Les mesures de gestion du risque global ont vocation à s'appliquer de façon continue et sans limitation de durée. Pour que cela soit effectif, il faut se limiter à un niveau de complexité et de contrainte gérable pour la personne qui met en oeuvre les mesures, sinon elle finira par ne plus les appliquer, même si elle était motivée au début.
3 Penser collectif : les stratégies de gestion du risque global passent à des niveaux plus ou moins importants par l'implication de l'entourage. On est alors souvent confronté au problème d'impliquer des gens qui n'ont pas ou peu conscience du risque, et donc pas ou peu de motivation pour le gérer.
Différentes techniques pour dépasser ce manque de motivation :
- Amener les autres à partager notre point de vue sur le risque : en l'absence de réalisation rapide du risque, cela ne fonctionne pas, car à court terme, personne n'est prêt à modifier radicalement sa vision des choses, s'il n'y a pas de faits concrets pour l'y obliger. Pire, le risque contre lequel on essaie de sensibiliser ne se réalisera probablement pas dans un avenir proche, d'où perte de crédibilité : pour l'entourage, le fait qu'il ne se passe rien devient la preuve de l'absence de risque et donc de la paranoïa de celui qui alerte.
- Contraindre les autres à mettre en oeuvre des stratégies de gestion du risque : cela ne fonctionne absolument pas dans un cadre professionnel, qui est par nature hiérarchisé. Aucune raison que cette méthode donne de meilleurs résultats dans des cadres où les relations entre individus sont davantage horizontales que verticales
- Sélectionner des stratégies de gestion du risque efficientes plutôt qu'efficaces : si la stratégie à mettre en place n'est pas ou peu contraignante, l'adhésion des autres en sera facilité d'autant. Dans cet esprit, il peut être payant de privilégier des stratégies moins performantes que d'autres pour gérer le risque, mais également moins contraignantes, donc plus acceptables par les tiers (à voir si l'effectivité ainsi gagnée compense la dégradation du niveau de performance possible). Cela fonctionne assez bien si couplé avec une autre technique.

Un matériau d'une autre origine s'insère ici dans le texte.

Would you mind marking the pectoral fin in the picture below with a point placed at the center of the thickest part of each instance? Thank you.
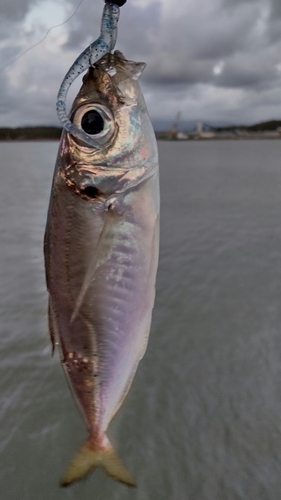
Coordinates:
(52, 328)
(94, 264)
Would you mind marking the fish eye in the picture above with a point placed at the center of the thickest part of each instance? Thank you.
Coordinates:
(96, 120)
(92, 122)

- Présenter les stratégies de gestion du risque en fonction de ce que l'entourage est capable d'entendre, plutôt qu'en fonction de la réalité du risque.

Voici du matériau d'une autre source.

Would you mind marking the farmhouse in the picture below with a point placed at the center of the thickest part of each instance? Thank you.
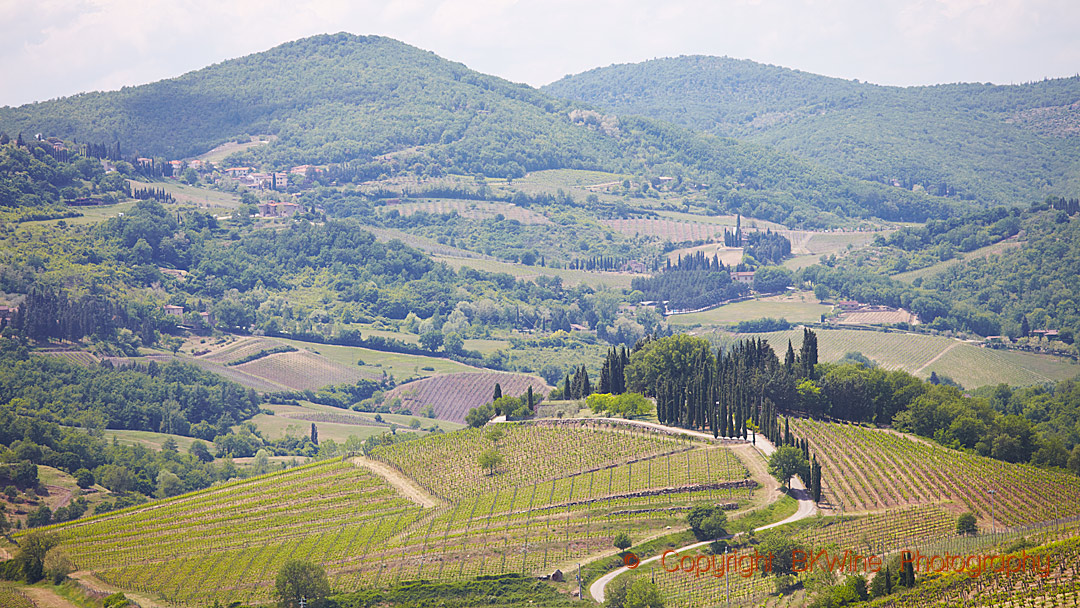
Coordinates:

Par exemple, un proche peut admettre plus facilement le stockage de vivres s'il est présenté comme offrant la possibilité de ne pas être obligé de se conformer au sacro-saint jour des courses les fois ou on a mieux à faire, plutôt que comme une garantie contre une rupture brutale des chaînes d'approvisionnement et des services publics. C'est une méthode moralement discutable et difficile à manier, surtout si l'entourage est nombreux, mais elle donne de bons résultats.
- Accepter le fait que l'entourage refusera de participer à la gestion du risque et ne changera pas d'avis dans un avenir prévisible, puis adapter ses propres stratégies en conséquence. De loin la méthode la plus simple, mais elle suppose d'accepter également qu'il y aura forcément des brèches dans nos stratégies de gestion du risque.
III Actualiser les stratégies de gestion des risques
Le risque global fait partie intégrante des activités de la personne. Il change donc avec ces dernières.
D'où la nécessité de réévaluer périodiquement le risque, pour actualiser les stratégies de gestion associées. Par certains cotés, des stratégies dépassées, qui ne correspondent plus à la réalité du risque couru, sont plus dangereuses qu'une absence de stratégies, car elles induisent une trompeuse impression de sécurité.
NB : Je me répète, cette méthode est une adaptation d'un outil conçu pour gérer des risques certes variés, mais tous de nature professionnelle. Je ne prétends ni à l'originalité, ni à l'exhaustivité, mais juste à la facilité à la mettre en oeuvre pour le non spécialiste.